Yargıç ve personelde gerçekleştirmeyi başardığımız %50 oran, ideal olan orandır. En gelişmiş ülkeler bile henüz bu orana ulaşamamışlardır. Bu orana yaklaşmaları bile uzun yıllarını alacaktır. İdeal oranı bulduğumuza göre bu oranı bozmamak için dikkatli olmamız gerekir. Bir süre sonra oranın hanımların lehine bozulması da doğru olmayacaktır. Çünkü o zaman da toplumda başka bir dengesizlik olduğu ortaya çıkacaktır. Yan faktörlerin etken olduğu ve eşitlik ilkesinin doğru uygulanmamış olduğu söylenecektir. Böylece başarımız kayba dönüşebilir.

KKTC yargısında kadın erkek eşitliğini sağlamak kolay olmamıştır. Bu başarıyı korumaya çalışmalı ve diğer insan hakları konularında da aynı başarıyı göstermeye çalışmalıyız. Tüm insan haklarını sözde değil gerçekte uygulayan ender ülkelerden biri olmalıyız..
İnsan hakları konusunda diğer ülkelerden ileri olmamızın ülkemize büyük yararları vardır. Birçok kişi bu alandaki başarıların öneminin farkında değildir. Halbuki gerek ülkenin saygınlığına gerekse uluslararası ilişkilerine büyük katkısı vardır.

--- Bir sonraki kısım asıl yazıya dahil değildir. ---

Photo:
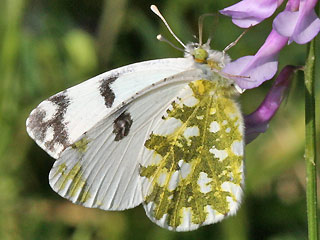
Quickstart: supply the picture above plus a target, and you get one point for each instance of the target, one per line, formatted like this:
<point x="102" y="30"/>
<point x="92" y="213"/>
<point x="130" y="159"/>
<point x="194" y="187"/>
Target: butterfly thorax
<point x="211" y="62"/>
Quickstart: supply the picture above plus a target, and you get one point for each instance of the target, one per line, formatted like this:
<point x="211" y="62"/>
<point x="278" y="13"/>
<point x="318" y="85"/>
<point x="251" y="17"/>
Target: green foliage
<point x="47" y="46"/>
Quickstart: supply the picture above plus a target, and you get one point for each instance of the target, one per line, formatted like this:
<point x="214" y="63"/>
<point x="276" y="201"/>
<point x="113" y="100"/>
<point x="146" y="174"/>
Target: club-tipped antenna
<point x="236" y="41"/>
<point x="157" y="12"/>
<point x="200" y="25"/>
<point x="162" y="39"/>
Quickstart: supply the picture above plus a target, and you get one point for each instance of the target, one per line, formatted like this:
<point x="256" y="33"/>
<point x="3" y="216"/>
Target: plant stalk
<point x="310" y="143"/>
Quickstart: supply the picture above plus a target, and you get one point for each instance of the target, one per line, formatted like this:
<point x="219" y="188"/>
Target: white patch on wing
<point x="220" y="154"/>
<point x="185" y="168"/>
<point x="191" y="132"/>
<point x="203" y="182"/>
<point x="212" y="111"/>
<point x="162" y="179"/>
<point x="214" y="127"/>
<point x="168" y="126"/>
<point x="213" y="215"/>
<point x="49" y="134"/>
<point x="50" y="109"/>
<point x="237" y="148"/>
<point x="190" y="101"/>
<point x="236" y="192"/>
<point x="174" y="181"/>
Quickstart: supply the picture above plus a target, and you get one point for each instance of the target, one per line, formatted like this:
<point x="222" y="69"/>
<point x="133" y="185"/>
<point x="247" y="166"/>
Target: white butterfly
<point x="165" y="133"/>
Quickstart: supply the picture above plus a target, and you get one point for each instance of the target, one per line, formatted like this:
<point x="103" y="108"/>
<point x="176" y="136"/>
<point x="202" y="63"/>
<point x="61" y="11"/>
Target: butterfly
<point x="166" y="133"/>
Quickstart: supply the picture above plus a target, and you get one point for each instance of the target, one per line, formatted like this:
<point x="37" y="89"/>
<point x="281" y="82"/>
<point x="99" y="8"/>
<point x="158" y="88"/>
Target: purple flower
<point x="298" y="21"/>
<point x="251" y="12"/>
<point x="254" y="70"/>
<point x="258" y="121"/>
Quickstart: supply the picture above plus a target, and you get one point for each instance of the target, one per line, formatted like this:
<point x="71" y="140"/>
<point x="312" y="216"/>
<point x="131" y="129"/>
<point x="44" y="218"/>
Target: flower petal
<point x="301" y="26"/>
<point x="257" y="122"/>
<point x="248" y="13"/>
<point x="254" y="70"/>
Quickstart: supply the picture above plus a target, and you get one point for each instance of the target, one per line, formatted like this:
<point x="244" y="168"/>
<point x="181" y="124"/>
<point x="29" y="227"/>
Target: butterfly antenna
<point x="236" y="41"/>
<point x="162" y="39"/>
<point x="200" y="25"/>
<point x="157" y="12"/>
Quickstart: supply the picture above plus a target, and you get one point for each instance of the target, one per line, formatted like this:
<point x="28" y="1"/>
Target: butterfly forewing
<point x="60" y="120"/>
<point x="192" y="167"/>
<point x="101" y="168"/>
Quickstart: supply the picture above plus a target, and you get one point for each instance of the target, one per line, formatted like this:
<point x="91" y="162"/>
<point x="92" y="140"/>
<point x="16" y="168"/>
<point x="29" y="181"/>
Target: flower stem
<point x="310" y="143"/>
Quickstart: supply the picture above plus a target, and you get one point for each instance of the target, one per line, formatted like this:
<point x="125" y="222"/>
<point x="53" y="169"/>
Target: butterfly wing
<point x="99" y="162"/>
<point x="193" y="160"/>
<point x="60" y="120"/>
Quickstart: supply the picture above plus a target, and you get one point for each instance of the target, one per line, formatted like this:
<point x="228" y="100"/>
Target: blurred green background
<point x="47" y="46"/>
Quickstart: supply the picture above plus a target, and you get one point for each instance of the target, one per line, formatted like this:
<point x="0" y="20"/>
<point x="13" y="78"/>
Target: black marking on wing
<point x="122" y="125"/>
<point x="39" y="126"/>
<point x="106" y="92"/>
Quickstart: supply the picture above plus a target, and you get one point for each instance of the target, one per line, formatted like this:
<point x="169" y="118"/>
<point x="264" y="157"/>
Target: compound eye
<point x="200" y="55"/>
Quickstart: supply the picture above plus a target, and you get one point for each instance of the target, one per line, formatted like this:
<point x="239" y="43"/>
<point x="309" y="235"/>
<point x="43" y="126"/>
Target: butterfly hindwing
<point x="193" y="167"/>
<point x="60" y="120"/>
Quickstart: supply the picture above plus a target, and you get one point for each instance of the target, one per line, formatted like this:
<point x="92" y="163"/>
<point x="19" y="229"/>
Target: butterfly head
<point x="204" y="55"/>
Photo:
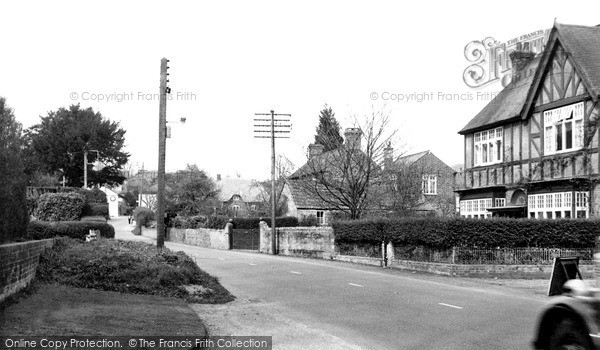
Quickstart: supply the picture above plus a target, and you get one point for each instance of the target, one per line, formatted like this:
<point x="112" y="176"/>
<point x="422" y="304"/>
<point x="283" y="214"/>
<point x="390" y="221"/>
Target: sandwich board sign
<point x="564" y="269"/>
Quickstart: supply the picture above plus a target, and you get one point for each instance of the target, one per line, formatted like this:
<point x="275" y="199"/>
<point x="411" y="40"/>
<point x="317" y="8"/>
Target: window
<point x="320" y="218"/>
<point x="235" y="209"/>
<point x="558" y="205"/>
<point x="499" y="202"/>
<point x="429" y="184"/>
<point x="563" y="129"/>
<point x="488" y="147"/>
<point x="476" y="208"/>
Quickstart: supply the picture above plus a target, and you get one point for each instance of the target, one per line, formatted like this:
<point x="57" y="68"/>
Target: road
<point x="373" y="308"/>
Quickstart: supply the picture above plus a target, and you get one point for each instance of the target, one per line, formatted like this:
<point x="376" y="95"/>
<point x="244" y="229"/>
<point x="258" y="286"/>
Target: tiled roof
<point x="506" y="105"/>
<point x="581" y="42"/>
<point x="305" y="200"/>
<point x="249" y="190"/>
<point x="411" y="158"/>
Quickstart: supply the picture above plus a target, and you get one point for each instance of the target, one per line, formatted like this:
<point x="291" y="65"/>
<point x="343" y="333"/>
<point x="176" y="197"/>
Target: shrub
<point x="93" y="195"/>
<point x="216" y="222"/>
<point x="197" y="221"/>
<point x="59" y="206"/>
<point x="458" y="232"/>
<point x="74" y="229"/>
<point x="13" y="185"/>
<point x="94" y="209"/>
<point x="143" y="216"/>
<point x="128" y="267"/>
<point x="308" y="221"/>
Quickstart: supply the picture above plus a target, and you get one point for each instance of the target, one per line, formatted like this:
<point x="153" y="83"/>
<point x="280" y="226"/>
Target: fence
<point x="359" y="249"/>
<point x="500" y="256"/>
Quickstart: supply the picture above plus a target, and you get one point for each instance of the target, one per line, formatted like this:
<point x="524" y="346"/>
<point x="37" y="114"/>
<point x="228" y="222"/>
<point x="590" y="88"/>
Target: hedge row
<point x="489" y="233"/>
<point x="59" y="206"/>
<point x="218" y="222"/>
<point x="95" y="209"/>
<point x="74" y="229"/>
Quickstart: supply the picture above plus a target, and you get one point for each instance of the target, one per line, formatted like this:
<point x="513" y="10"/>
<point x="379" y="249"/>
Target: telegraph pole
<point x="162" y="128"/>
<point x="277" y="126"/>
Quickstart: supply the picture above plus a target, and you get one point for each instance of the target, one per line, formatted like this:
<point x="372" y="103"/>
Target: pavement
<point x="317" y="304"/>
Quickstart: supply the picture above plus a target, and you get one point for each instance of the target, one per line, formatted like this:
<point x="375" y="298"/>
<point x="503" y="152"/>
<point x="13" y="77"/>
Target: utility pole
<point x="162" y="128"/>
<point x="85" y="169"/>
<point x="277" y="126"/>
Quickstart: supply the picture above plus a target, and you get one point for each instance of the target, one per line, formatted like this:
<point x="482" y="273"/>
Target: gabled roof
<point x="507" y="105"/>
<point x="411" y="158"/>
<point x="305" y="200"/>
<point x="249" y="190"/>
<point x="582" y="43"/>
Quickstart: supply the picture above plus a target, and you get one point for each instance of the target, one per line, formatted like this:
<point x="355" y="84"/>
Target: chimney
<point x="315" y="149"/>
<point x="388" y="155"/>
<point x="352" y="136"/>
<point x="519" y="59"/>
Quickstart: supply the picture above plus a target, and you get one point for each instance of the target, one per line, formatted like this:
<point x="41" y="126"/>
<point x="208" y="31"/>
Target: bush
<point x="93" y="195"/>
<point x="94" y="209"/>
<point x="458" y="232"/>
<point x="13" y="184"/>
<point x="308" y="221"/>
<point x="143" y="216"/>
<point x="128" y="267"/>
<point x="74" y="229"/>
<point x="197" y="221"/>
<point x="59" y="206"/>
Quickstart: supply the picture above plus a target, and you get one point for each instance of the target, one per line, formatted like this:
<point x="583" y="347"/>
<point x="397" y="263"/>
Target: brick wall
<point x="202" y="237"/>
<point x="18" y="262"/>
<point x="299" y="241"/>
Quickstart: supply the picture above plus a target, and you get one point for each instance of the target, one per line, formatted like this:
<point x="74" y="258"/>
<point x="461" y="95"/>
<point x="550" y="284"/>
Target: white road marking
<point x="452" y="306"/>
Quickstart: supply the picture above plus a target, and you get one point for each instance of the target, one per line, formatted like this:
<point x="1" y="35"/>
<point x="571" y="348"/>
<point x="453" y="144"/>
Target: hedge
<point x="488" y="233"/>
<point x="93" y="195"/>
<point x="75" y="229"/>
<point x="219" y="222"/>
<point x="59" y="206"/>
<point x="143" y="216"/>
<point x="95" y="209"/>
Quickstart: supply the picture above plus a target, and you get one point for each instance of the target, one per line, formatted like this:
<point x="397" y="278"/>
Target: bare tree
<point x="346" y="178"/>
<point x="283" y="169"/>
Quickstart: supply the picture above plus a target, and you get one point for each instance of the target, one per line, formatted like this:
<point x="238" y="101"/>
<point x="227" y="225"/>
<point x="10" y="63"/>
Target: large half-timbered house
<point x="533" y="151"/>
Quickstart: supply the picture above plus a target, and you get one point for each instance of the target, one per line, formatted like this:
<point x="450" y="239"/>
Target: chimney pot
<point x="352" y="136"/>
<point x="315" y="149"/>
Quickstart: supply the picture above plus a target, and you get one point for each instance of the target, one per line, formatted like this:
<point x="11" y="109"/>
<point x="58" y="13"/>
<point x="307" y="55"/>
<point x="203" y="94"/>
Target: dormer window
<point x="563" y="129"/>
<point x="488" y="147"/>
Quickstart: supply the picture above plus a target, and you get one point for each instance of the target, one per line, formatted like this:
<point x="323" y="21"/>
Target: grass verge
<point x="129" y="267"/>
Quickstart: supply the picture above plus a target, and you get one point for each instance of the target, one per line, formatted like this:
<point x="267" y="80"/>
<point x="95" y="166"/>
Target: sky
<point x="232" y="59"/>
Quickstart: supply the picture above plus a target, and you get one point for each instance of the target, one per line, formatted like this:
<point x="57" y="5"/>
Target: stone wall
<point x="485" y="271"/>
<point x="314" y="242"/>
<point x="18" y="262"/>
<point x="202" y="237"/>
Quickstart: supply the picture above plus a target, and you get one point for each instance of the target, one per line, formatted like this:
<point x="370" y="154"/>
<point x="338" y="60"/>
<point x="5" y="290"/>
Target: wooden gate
<point x="246" y="239"/>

Bir örnek vereyim. 2004 2005 Adli Yılı Açış konuşmamda Mahkemelerimizin durumunu anlatmış ve KKTC ile İngiltere'yi kadın, erkek eşitliği açısından kıyaslamıştım. O tarihteki durumu dikkate alarak "Bizde yargıçların %30 u hanım,% 70 i erkektir. Halbuki İngiltere'de sadece %6 sı hanımdır" demiştim.

Adli yıl açılışlarımıza Anavatan yargı organlarının dışında katılan olmaz. Bu konuşmayı yaptığım açılışta hiç yabancı yoktu. Tüm konuşmalar Türkçe idi. Buna rağmen sözlerim yabancı misyonların bilgisine geldi. Şaşkınlık içinde bu konuyu tartışmaya başladılar. Bir süre sonra İngiliz Yüksek Komiserliği'nden bir görevli beni ziyarete geldi ve bu konuda araştırma yaptıklarını, verdiğim rakamın hatalı olduğunu, İngiltere'de hanım yargıçların %6 olmadığını, bazı bölümlerde % 15 e kadar yükseldiğini söyledi. Verdiği rakamlara göre biz yine İngiltere'den çok ilerde idik. Ona bunun tesadüfen gerçekleşen bir durum olmadığını insan hakları ilkelerini gerçekleştirmek istediğimizi, bunu sadece kadın erkek eşitliğinde değil diğer insan hakları konularında da yapmaya çalıştığımızı söyledim. Böylece hak ettiğimiz saygının gösterilmesini sağladığımızı düşünüyorum.